How UX is Changing My Personal Life

“User experience is a process of discovery, vision definition, strategy, planning, execution, measurement and iteration. It requires flexibility, and a willingness to be wrong until you are right.” —Robert Hoekman Jr., in Smashing Magazine

“User experience is a process of discovery, vision definition, strategy, planning, execution, measurement and iteration. It requires flexibility, and a willingness to be wrong until you are right.”
Robert Hoekman Jr., in Smashing Magazine

I could not agree more. I’ve been doing a lot of self-reflection lately, and I’ve realized that my work in user experience (UX) is having an unexpected impact on my personal life.

Before I became a UX architect, I compartmentalized my life. I  saw everything in black and white.

But working in UX has allowed me to see all the gray that exists in the world, and start to embrace it. Collaborating with people on my teams has challenged me to appreciate other points of view. It’s really interesting to realize where other people are coming from, and why. And performing user testing has allowed me to see over and over again that what one person believes to be extremely clear is routinely misinterpreted by another. Some things just aren’t as obvious as we think they are.

Another thing I’ve realized is that I have always been my biggest critic. Maybe that’s not a bad thing. But realizing that my perceptions are not always the same thing as reality, and that I’m capable of misinterpretation, has encouraged me to try to be less critical of myself.

At the same time, I have challenged myself to reflect on how the world perceives me. It turns out that people experience their relationships with each other in the same way that they experience the digital solutions we design. When I architect a new solution, I try to make the experience as clear and intuitive as possible, and make it easy for people to respond. In the same way, I can control how people interact with me based on the psychological cues I give off.

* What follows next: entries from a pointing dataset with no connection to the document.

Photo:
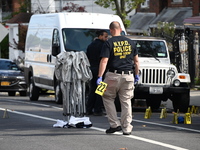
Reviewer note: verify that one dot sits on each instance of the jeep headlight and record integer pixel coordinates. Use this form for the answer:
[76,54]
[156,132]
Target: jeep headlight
[170,73]
[177,82]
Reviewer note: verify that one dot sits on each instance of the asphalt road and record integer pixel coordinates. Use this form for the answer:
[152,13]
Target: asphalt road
[29,126]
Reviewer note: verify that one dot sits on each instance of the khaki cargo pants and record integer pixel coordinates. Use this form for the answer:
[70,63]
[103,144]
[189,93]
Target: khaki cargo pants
[123,84]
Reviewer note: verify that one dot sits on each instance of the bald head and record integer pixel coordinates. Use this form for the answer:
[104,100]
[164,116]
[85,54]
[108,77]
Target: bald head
[115,25]
[115,28]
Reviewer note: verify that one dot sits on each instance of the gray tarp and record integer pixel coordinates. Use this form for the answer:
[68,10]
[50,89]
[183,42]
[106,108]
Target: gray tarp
[73,70]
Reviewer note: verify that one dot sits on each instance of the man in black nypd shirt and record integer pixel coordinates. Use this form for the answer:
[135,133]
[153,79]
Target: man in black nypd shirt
[118,55]
[94,103]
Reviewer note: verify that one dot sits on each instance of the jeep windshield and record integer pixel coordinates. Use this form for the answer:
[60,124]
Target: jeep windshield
[79,39]
[154,49]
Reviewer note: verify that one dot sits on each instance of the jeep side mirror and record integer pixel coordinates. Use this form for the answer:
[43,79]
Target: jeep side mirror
[172,56]
[55,49]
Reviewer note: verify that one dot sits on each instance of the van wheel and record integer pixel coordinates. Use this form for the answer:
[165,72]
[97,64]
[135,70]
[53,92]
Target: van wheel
[11,93]
[58,92]
[22,93]
[33,91]
[181,102]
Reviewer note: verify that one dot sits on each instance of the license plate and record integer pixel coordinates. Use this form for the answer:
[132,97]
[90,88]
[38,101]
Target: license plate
[5,83]
[155,90]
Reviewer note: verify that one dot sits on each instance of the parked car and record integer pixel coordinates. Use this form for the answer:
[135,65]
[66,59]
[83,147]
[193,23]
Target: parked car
[12,78]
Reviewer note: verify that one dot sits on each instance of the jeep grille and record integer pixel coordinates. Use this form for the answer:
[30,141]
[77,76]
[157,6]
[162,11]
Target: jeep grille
[153,76]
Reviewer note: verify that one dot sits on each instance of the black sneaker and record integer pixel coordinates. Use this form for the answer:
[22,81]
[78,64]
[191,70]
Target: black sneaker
[126,133]
[113,130]
[98,114]
[89,113]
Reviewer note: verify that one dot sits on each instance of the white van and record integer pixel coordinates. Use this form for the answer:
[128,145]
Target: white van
[50,34]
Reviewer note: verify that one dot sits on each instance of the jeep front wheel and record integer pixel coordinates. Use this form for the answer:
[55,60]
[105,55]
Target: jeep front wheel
[181,102]
[34,91]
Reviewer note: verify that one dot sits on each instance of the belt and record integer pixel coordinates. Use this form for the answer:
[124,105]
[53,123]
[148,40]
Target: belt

So I guess the bottom line is that I am working to be less introverted. I’m trying harder to open myself up to evaluation and change so that I can provide the best “user experience” for the people in my life.

You might not be a UX architect. But if you apply the principles of UX to your personal life, you might find that the world is a more interesting place than you thought it was, and that you really do get out of it what you put in.